We've all seen edgy promotions for games before, but we've never seen anything like what Square Enix unleashed this morning for Hitman: Absolution. They released a Facebook promotion, where Facebook users could place hits on their Facebook friends and then the friends would be sent a video of Agent 47 carrying out the deed. It sounds harmless and fun enough until you get into the mechanics of assigning the hit.
Users have to identify their friends by distinguishing characteristics for the assassination, and instead of using harmless descriptions such as "mole on cheek" or "tattoo on forearm", hits are identified by having "small tits", a "muffin top", or a "tiny penis". What's worse is that in the video that is sent to the target, Agent 47 is distinctly told that the target is identifiable by their insert-tacky-characteristic-here. Your friend now knows you think they have small boobs or a muffin top. That's sure to go over well.
It may have seemed funny and harmless on the publisher's end, but virtually no one outside of Square Enix found any slice of humor in it.
Aside from gamers being appalled, developers openly attacked the promotion on Twitter.
- The Hitman Facebook advertising thing is just all the kinds of messed up. How did anyone think this was a good idea? – BioWare designer Jos Hendriks
- This Hitman Facebook ad campaign has to be made up. There's no way something like this gets made, then ok'd, then launched public. – Nathan Vella, co-founder and president of developer Capybara
- With the horrific rise in internet bullying it seems like a risky move to publish an app that encourages bullying. All press is good press? – Sarah Wellock, community manager at Rocksteady Studios
Not long after the backlash, Square Enix yanked the promotion, and then publicly apologized for the mess.
Earlier today we launched an app based around Hitman: Absolution that allowed you to place virtual hits on your Facebook friends. Those hits would only be viewable by the recipient, and could only be sent to people who were confirmed friends.

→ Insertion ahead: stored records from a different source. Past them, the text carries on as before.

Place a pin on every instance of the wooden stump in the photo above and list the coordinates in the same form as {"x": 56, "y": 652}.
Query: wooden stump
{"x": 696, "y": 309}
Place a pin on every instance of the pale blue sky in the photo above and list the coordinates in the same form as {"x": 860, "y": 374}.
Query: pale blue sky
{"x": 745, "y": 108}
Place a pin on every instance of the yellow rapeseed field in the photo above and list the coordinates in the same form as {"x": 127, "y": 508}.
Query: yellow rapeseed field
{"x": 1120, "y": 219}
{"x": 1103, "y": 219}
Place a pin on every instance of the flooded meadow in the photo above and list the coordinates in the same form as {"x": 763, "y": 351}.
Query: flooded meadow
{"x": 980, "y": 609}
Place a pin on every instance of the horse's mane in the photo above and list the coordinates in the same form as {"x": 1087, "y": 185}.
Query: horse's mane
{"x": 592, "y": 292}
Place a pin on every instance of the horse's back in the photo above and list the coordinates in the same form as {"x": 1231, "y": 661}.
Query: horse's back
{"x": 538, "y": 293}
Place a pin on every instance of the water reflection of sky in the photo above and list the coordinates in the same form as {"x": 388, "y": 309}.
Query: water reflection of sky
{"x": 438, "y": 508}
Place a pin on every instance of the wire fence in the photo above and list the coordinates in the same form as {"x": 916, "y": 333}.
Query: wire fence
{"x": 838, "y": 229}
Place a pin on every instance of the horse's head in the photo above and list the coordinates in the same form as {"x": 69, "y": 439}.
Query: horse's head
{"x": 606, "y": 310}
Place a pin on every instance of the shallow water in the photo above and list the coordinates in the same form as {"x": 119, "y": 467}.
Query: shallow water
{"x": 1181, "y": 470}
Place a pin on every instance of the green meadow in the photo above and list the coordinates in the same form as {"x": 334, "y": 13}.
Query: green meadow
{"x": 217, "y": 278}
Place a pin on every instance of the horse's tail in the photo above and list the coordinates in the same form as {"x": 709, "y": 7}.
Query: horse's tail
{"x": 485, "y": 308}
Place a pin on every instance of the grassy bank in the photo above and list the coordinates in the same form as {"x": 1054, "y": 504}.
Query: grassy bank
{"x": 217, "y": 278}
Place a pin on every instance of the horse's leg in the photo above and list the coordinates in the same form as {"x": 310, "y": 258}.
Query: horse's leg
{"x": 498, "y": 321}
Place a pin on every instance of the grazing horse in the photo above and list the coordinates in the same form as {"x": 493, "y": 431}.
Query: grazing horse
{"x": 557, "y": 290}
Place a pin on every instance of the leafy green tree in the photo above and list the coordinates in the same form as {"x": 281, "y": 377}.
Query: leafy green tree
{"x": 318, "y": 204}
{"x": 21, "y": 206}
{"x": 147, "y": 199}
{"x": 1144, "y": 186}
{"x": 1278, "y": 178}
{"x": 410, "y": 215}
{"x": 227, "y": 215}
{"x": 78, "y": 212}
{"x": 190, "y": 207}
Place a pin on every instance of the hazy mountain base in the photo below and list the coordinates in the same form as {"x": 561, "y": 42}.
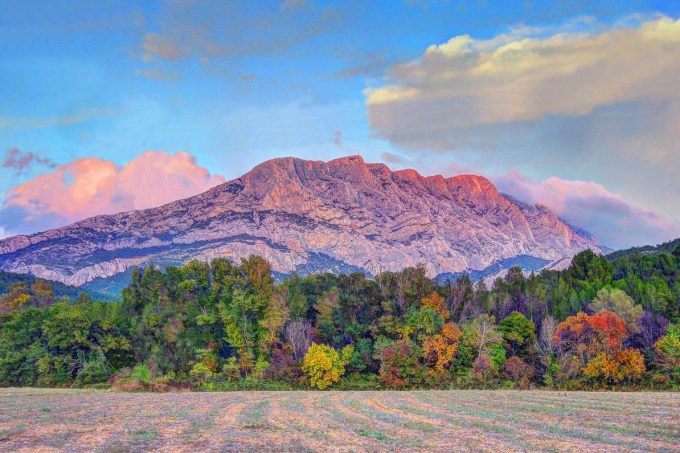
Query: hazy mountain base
{"x": 309, "y": 217}
{"x": 597, "y": 324}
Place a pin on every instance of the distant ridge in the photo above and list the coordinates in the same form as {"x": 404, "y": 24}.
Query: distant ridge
{"x": 666, "y": 247}
{"x": 311, "y": 216}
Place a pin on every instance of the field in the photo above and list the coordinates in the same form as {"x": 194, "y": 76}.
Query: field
{"x": 82, "y": 420}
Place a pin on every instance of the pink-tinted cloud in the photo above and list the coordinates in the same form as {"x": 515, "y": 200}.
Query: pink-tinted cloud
{"x": 588, "y": 205}
{"x": 91, "y": 186}
{"x": 20, "y": 161}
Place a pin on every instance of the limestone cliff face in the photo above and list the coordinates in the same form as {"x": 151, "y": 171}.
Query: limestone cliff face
{"x": 309, "y": 216}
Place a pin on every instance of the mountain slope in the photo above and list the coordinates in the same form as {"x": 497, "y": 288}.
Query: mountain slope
{"x": 308, "y": 216}
{"x": 648, "y": 250}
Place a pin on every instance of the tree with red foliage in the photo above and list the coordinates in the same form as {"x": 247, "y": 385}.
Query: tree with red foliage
{"x": 597, "y": 342}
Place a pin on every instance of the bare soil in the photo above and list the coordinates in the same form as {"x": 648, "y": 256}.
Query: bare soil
{"x": 34, "y": 420}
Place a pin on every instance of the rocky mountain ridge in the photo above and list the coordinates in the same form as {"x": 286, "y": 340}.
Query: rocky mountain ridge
{"x": 309, "y": 216}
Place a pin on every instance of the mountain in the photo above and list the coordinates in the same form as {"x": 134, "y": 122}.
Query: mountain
{"x": 310, "y": 216}
{"x": 7, "y": 279}
{"x": 666, "y": 247}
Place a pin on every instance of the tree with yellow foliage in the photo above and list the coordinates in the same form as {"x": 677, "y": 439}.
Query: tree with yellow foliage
{"x": 440, "y": 349}
{"x": 324, "y": 365}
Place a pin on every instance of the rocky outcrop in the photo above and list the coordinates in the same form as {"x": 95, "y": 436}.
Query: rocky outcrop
{"x": 309, "y": 216}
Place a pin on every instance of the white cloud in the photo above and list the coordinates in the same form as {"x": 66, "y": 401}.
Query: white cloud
{"x": 521, "y": 77}
{"x": 612, "y": 219}
{"x": 92, "y": 186}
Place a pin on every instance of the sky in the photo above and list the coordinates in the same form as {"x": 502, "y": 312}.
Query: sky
{"x": 112, "y": 105}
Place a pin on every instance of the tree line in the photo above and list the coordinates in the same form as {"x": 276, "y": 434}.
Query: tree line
{"x": 221, "y": 325}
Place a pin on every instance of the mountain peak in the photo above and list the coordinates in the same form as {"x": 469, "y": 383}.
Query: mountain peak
{"x": 339, "y": 216}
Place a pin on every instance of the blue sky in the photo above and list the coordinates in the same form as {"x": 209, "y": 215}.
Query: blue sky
{"x": 234, "y": 84}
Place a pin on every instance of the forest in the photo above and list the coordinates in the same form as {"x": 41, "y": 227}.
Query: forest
{"x": 225, "y": 326}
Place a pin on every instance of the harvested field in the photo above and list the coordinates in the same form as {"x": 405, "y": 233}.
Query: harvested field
{"x": 83, "y": 420}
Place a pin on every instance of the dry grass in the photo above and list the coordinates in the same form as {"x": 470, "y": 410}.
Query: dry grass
{"x": 80, "y": 420}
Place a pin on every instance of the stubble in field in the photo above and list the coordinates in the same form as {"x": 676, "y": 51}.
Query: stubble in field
{"x": 81, "y": 420}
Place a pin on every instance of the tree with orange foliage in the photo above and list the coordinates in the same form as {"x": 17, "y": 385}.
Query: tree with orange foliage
{"x": 597, "y": 342}
{"x": 440, "y": 349}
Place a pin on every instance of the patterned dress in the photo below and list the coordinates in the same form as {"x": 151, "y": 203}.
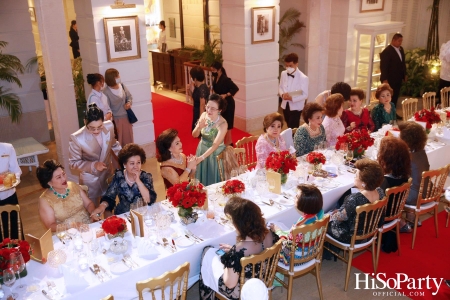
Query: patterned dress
{"x": 305, "y": 140}
{"x": 127, "y": 194}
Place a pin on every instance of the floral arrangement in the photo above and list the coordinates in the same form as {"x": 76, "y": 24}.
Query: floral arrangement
{"x": 186, "y": 195}
{"x": 9, "y": 246}
{"x": 428, "y": 116}
{"x": 357, "y": 140}
{"x": 315, "y": 158}
{"x": 281, "y": 162}
{"x": 233, "y": 187}
{"x": 114, "y": 226}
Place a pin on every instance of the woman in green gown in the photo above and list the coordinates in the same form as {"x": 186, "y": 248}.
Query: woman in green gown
{"x": 213, "y": 128}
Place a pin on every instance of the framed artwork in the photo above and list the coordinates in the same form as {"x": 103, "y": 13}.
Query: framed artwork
{"x": 371, "y": 5}
{"x": 122, "y": 38}
{"x": 263, "y": 24}
{"x": 32, "y": 14}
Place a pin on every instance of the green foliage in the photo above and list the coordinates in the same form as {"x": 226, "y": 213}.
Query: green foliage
{"x": 420, "y": 77}
{"x": 10, "y": 67}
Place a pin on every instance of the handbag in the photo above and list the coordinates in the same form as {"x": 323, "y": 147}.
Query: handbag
{"x": 131, "y": 116}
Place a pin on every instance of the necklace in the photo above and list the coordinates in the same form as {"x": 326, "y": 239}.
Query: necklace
{"x": 62, "y": 196}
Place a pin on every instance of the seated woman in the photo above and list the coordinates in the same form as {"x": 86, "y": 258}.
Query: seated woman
{"x": 175, "y": 166}
{"x": 221, "y": 274}
{"x": 309, "y": 205}
{"x": 270, "y": 141}
{"x": 213, "y": 128}
{"x": 312, "y": 132}
{"x": 367, "y": 179}
{"x": 130, "y": 183}
{"x": 332, "y": 121}
{"x": 357, "y": 117}
{"x": 62, "y": 200}
{"x": 416, "y": 138}
{"x": 384, "y": 112}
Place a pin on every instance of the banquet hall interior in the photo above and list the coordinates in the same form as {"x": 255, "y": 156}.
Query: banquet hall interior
{"x": 336, "y": 37}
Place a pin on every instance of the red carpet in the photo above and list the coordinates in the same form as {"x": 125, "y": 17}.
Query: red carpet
{"x": 430, "y": 257}
{"x": 169, "y": 113}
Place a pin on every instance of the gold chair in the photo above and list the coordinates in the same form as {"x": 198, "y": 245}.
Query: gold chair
{"x": 394, "y": 213}
{"x": 367, "y": 215}
{"x": 445, "y": 97}
{"x": 430, "y": 190}
{"x": 178, "y": 277}
{"x": 267, "y": 261}
{"x": 240, "y": 158}
{"x": 429, "y": 100}
{"x": 310, "y": 253}
{"x": 8, "y": 209}
{"x": 409, "y": 107}
{"x": 248, "y": 143}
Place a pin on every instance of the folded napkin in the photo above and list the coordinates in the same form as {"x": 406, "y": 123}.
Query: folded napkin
{"x": 73, "y": 279}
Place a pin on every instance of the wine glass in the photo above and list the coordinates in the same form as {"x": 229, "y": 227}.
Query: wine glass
{"x": 18, "y": 265}
{"x": 9, "y": 278}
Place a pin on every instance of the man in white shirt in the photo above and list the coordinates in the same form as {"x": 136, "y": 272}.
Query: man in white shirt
{"x": 8, "y": 163}
{"x": 293, "y": 90}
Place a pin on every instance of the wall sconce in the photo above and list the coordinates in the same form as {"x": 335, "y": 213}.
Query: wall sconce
{"x": 119, "y": 4}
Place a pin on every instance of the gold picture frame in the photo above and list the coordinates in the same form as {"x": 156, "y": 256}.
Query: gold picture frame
{"x": 263, "y": 24}
{"x": 371, "y": 5}
{"x": 122, "y": 38}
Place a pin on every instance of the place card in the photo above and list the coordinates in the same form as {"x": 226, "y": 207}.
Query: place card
{"x": 41, "y": 246}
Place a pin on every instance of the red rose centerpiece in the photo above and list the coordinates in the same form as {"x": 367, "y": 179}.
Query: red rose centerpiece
{"x": 281, "y": 162}
{"x": 357, "y": 140}
{"x": 185, "y": 196}
{"x": 428, "y": 116}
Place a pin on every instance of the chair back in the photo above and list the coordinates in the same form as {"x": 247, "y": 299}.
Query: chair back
{"x": 368, "y": 218}
{"x": 177, "y": 277}
{"x": 429, "y": 100}
{"x": 445, "y": 97}
{"x": 409, "y": 108}
{"x": 226, "y": 162}
{"x": 248, "y": 143}
{"x": 266, "y": 263}
{"x": 313, "y": 236}
{"x": 396, "y": 200}
{"x": 431, "y": 186}
{"x": 8, "y": 209}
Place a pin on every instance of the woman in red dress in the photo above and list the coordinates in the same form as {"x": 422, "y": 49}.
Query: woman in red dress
{"x": 175, "y": 166}
{"x": 357, "y": 117}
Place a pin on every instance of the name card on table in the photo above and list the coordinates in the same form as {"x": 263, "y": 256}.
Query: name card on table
{"x": 274, "y": 181}
{"x": 41, "y": 246}
{"x": 137, "y": 223}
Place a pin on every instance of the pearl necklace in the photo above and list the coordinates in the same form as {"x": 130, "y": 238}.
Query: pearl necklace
{"x": 62, "y": 196}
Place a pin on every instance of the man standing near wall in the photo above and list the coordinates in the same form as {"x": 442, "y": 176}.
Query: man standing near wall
{"x": 393, "y": 67}
{"x": 293, "y": 90}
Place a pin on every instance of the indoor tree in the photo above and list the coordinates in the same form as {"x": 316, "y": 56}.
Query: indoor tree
{"x": 10, "y": 67}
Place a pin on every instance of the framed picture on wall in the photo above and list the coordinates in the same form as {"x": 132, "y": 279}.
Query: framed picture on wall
{"x": 371, "y": 5}
{"x": 263, "y": 24}
{"x": 122, "y": 38}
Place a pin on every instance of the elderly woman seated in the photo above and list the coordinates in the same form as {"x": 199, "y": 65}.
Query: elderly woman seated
{"x": 62, "y": 200}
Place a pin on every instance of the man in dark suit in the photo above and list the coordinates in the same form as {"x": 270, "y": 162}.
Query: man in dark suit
{"x": 393, "y": 67}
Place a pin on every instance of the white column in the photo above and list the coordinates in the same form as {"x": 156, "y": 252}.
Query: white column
{"x": 318, "y": 35}
{"x": 134, "y": 73}
{"x": 253, "y": 67}
{"x": 58, "y": 72}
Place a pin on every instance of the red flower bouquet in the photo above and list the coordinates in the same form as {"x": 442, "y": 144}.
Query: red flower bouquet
{"x": 315, "y": 158}
{"x": 428, "y": 116}
{"x": 357, "y": 140}
{"x": 233, "y": 187}
{"x": 9, "y": 246}
{"x": 114, "y": 226}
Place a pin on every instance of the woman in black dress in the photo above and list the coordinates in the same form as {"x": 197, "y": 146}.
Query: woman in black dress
{"x": 225, "y": 87}
{"x": 200, "y": 93}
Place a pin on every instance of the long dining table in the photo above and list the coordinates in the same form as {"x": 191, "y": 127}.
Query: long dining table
{"x": 78, "y": 284}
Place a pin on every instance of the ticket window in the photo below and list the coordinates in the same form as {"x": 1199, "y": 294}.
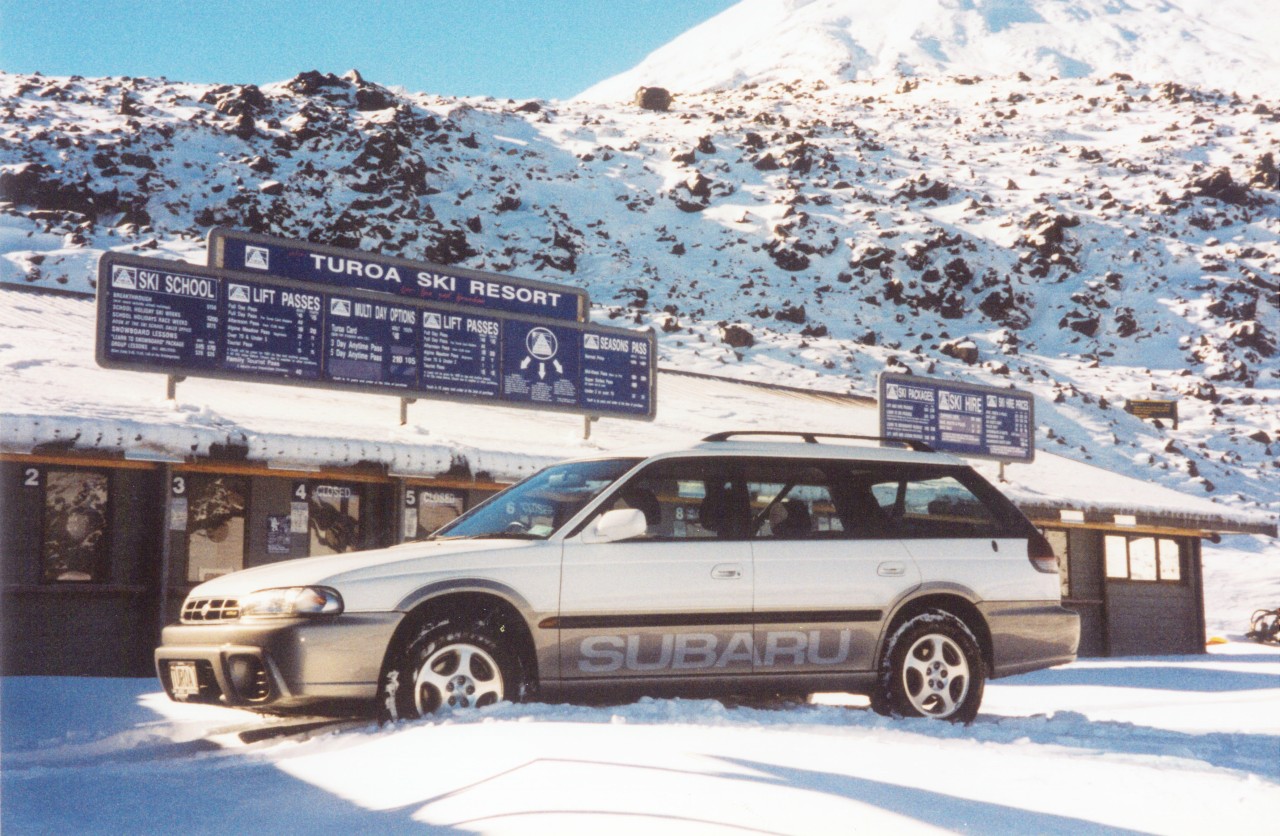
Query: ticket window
{"x": 333, "y": 522}
{"x": 214, "y": 506}
{"x": 429, "y": 508}
{"x": 74, "y": 516}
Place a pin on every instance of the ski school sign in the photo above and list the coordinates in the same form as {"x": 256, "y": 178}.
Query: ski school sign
{"x": 333, "y": 266}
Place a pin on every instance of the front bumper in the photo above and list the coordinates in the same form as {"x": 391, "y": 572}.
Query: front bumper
{"x": 279, "y": 663}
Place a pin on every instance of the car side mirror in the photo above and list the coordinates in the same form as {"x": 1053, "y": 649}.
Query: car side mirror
{"x": 621, "y": 524}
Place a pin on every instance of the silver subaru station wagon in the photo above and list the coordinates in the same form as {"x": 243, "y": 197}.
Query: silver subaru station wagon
{"x": 746, "y": 565}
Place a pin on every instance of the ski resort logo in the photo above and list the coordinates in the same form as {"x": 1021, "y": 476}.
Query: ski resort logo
{"x": 257, "y": 257}
{"x": 124, "y": 278}
{"x": 542, "y": 346}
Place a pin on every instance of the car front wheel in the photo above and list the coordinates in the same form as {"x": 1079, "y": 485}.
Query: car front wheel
{"x": 933, "y": 668}
{"x": 448, "y": 667}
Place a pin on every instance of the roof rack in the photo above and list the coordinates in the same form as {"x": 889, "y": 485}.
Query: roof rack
{"x": 812, "y": 438}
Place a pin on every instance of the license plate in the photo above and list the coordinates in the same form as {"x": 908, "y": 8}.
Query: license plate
{"x": 182, "y": 677}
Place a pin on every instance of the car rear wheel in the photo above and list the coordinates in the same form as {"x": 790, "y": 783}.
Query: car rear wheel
{"x": 447, "y": 668}
{"x": 933, "y": 668}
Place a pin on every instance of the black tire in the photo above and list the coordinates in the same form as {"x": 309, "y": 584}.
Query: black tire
{"x": 451, "y": 666}
{"x": 932, "y": 668}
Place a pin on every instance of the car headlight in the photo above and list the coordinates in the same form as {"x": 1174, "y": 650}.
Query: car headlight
{"x": 291, "y": 601}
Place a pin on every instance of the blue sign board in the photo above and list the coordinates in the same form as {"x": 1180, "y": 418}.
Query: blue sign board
{"x": 959, "y": 418}
{"x": 352, "y": 269}
{"x": 174, "y": 318}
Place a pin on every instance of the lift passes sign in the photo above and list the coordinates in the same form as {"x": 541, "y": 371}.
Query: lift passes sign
{"x": 352, "y": 269}
{"x": 179, "y": 319}
{"x": 959, "y": 418}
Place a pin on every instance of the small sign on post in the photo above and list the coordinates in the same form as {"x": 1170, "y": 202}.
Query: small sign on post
{"x": 1160, "y": 410}
{"x": 959, "y": 418}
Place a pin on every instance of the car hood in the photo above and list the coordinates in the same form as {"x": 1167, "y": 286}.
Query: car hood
{"x": 338, "y": 570}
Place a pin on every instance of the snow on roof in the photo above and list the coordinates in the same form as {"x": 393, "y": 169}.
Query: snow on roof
{"x": 55, "y": 397}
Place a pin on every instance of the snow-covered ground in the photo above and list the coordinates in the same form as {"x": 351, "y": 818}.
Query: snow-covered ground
{"x": 1157, "y": 744}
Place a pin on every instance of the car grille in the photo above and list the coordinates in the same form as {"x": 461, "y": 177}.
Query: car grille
{"x": 204, "y": 610}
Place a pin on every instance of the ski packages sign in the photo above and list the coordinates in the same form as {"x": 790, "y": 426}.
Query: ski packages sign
{"x": 179, "y": 319}
{"x": 959, "y": 418}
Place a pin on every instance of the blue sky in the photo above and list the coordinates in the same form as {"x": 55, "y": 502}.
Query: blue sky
{"x": 519, "y": 49}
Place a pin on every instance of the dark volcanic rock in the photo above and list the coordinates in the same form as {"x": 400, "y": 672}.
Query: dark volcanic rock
{"x": 653, "y": 99}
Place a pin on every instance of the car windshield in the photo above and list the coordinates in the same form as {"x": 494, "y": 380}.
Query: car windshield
{"x": 538, "y": 506}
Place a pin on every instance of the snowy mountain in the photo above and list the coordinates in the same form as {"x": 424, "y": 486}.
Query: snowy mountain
{"x": 1224, "y": 44}
{"x": 1088, "y": 240}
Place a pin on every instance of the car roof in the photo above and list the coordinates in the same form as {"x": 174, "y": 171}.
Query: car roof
{"x": 786, "y": 446}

We were wide off the mark with the app, and following feedback from the community we decided the best thing to do was remove it completely and quickly. This we've now done.
We're sorry for any offence caused by this.
Wide off the mark? You think?
The sad thing is, this promotion could have actually been fun and creative. It's a shame that someone in PR thought it was a good idea to go the insult route.